Andrea Lincoln
Andrea Lincoln graduated from MIT's undergraduate program with a double major in Mathematics and Electrical Engineering & Computer Science in 2014. She then received a Masters in Engineering in Electrical Engineering & Computer Science from MIT in 2015, advised by Erik Demaine. In 2016, she graduated with a Masters in Computer Science from Stanford, advised by Virginia Vassilevska Williams. Andrea Lincoln was awarded a Stanford Graduate Fellowship in 2015. She was then awarded the EECS Merrill Lynch Fellowship in 2017. She received the NSF GRFP honorable mention in 2016 and 2017. She is currently a Postdoctoral Researcher at UC Berkeley.

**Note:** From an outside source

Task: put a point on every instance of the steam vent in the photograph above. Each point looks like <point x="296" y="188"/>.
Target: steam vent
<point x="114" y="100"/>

Many fundamental algorithmic problems are inefficient to solve, given modern input sizes and computational hardware. For many of the problems, the best known runtimes have not significantly improved in the last 60 years. Fine-grained complexity (FGC) focuses on the exact constant in the exponent for these problems, with a primary focus on polynomial-time problems. FGC research focuses on finding conditional lower bounds, i.e. lower bounds that are guaranteed to hold if certain specified conjectures are true. There are three conjectures which have been most studied in fine-grained complexity: 3-SUM, All Pairs Shortest Paths, and Satisfiability.
Andrea Lincoln's PhD thesis is on the topic of the application of FGC to other areas of theoretical computer science. Her thesis focuses on studying the core assumptions of FGC and three areas of applications: (1) FGC in models other than the RAM computation model, (2) fine-grained average-case complexity and algorithms, and (3) fine-grained cryptography.